South Nation Archery....Case Closed,Imo.Grizz


----------



## HollowStars (Aug 13, 2012)

Unfortunately, that is 3 hrs away from where I live.. it'd be quicker to go to Toronto.


----------



## GWN_Nuge (Oct 1, 2004)

If you're looking to get off on the right foot with a certified coach get hold of Floyd Armstrong who lives in your area. The guys at Chesher's Outdoors in Belleville will be able to give you his contact information. If you're looking for an indoor facility to shoot and have some laughs in the winter send me a pm. We run a 20 to 22 week indoor shoot every Tuesday night in Napanee starting the first week in November. As well there is a 3D course just outside of Picton. Give Doug Richards a call... I'm guessing he would be under Picton in the phone book.

Cheers,

Nuge


----------



## HollowStars (Aug 13, 2012)

Thank you very much. This helps a lot.


----------



## GWN_Nuge (Oct 1, 2004)

Not a problem at all!
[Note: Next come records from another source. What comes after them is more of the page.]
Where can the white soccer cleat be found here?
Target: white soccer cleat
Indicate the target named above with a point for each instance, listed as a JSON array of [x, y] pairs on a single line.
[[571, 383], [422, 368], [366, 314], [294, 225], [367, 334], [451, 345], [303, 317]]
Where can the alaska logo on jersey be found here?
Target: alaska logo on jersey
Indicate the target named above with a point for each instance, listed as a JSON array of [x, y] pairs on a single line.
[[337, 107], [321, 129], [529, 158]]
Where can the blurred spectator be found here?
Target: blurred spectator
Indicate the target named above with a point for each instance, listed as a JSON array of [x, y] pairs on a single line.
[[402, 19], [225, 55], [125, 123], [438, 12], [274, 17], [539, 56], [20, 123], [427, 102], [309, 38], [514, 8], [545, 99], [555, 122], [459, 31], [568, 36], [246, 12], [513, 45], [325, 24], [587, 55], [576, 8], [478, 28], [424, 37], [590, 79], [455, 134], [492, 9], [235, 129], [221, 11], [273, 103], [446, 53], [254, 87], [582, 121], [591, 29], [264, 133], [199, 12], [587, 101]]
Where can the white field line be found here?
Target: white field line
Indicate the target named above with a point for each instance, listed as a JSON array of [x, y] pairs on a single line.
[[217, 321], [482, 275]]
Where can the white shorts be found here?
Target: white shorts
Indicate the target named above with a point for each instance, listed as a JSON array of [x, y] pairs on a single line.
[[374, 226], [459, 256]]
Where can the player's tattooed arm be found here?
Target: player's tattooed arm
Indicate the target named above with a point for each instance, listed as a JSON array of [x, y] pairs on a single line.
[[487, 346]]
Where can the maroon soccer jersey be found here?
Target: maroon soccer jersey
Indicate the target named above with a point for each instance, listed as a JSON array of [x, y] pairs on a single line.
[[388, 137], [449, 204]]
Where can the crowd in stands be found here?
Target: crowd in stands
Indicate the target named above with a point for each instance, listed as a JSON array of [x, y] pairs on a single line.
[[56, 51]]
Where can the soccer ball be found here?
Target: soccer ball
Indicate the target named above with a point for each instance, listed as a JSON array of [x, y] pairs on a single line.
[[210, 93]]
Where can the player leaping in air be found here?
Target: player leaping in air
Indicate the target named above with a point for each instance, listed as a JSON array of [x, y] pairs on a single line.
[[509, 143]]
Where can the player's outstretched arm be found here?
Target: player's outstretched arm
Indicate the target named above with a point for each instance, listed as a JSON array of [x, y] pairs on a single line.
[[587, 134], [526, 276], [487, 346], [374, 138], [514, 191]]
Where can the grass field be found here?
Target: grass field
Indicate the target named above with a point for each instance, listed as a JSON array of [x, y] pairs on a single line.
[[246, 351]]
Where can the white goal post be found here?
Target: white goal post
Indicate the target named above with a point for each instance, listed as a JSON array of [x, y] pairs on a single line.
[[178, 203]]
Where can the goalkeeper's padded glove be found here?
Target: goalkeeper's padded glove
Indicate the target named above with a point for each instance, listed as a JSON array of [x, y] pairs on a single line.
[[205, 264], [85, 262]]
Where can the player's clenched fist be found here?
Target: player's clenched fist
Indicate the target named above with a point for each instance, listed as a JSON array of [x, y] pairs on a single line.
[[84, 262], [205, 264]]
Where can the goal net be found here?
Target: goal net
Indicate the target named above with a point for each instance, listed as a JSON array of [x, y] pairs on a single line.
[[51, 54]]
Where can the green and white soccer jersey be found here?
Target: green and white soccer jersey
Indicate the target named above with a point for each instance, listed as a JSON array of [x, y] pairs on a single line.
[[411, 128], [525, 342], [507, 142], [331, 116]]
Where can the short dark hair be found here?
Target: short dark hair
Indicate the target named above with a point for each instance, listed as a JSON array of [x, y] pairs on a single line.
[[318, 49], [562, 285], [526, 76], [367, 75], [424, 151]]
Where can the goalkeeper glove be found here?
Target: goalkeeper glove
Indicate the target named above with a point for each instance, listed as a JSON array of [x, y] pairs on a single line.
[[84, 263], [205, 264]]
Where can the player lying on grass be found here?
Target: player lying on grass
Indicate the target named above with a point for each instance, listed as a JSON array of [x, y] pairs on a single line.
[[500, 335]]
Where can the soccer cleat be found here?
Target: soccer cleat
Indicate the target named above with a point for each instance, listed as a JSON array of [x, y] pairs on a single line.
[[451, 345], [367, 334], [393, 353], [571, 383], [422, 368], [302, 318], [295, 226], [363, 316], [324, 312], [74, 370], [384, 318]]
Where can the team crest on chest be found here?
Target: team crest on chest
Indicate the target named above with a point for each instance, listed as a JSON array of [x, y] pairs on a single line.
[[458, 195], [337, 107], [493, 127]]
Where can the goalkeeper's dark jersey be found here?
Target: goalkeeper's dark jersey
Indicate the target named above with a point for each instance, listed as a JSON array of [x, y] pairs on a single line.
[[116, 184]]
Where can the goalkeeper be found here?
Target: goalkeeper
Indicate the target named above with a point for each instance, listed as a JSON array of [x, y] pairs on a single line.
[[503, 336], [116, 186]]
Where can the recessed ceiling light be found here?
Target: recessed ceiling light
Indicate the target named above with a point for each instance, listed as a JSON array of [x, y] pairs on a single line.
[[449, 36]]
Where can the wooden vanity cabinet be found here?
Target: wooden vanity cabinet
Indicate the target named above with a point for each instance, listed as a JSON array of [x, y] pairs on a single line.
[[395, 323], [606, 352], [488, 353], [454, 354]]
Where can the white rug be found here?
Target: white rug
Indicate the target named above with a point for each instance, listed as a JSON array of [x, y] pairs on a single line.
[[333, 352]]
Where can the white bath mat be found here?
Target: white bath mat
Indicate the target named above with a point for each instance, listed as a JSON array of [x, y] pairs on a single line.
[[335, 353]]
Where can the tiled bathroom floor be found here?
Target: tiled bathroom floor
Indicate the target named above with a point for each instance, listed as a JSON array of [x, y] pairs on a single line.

If you want to get off on the right foot give Floyd a call.


----------



## Michael Myers (Nov 13, 2008)

HollowStars said:


> Unfortunately, that is 3 hrs away from where I live.. it'd be quicker to go to Toronto.


It is a Drive but would be well worth it,But if you can find a Closer Spot,Good Luck and Enjoy the Sport.Grizz


----------



## ontario3-d'r (Feb 17, 2012)

A 40 minute drive to Peterborough gets you a full service archery shop with 3 Nationally certified coaches. Over 100 kids per week are trained there. Private lesson must be booked 3 days in advance, to make sure there is enough staff on site. Place is called Saugeen Shafts. 285 Lansdowne street east


----------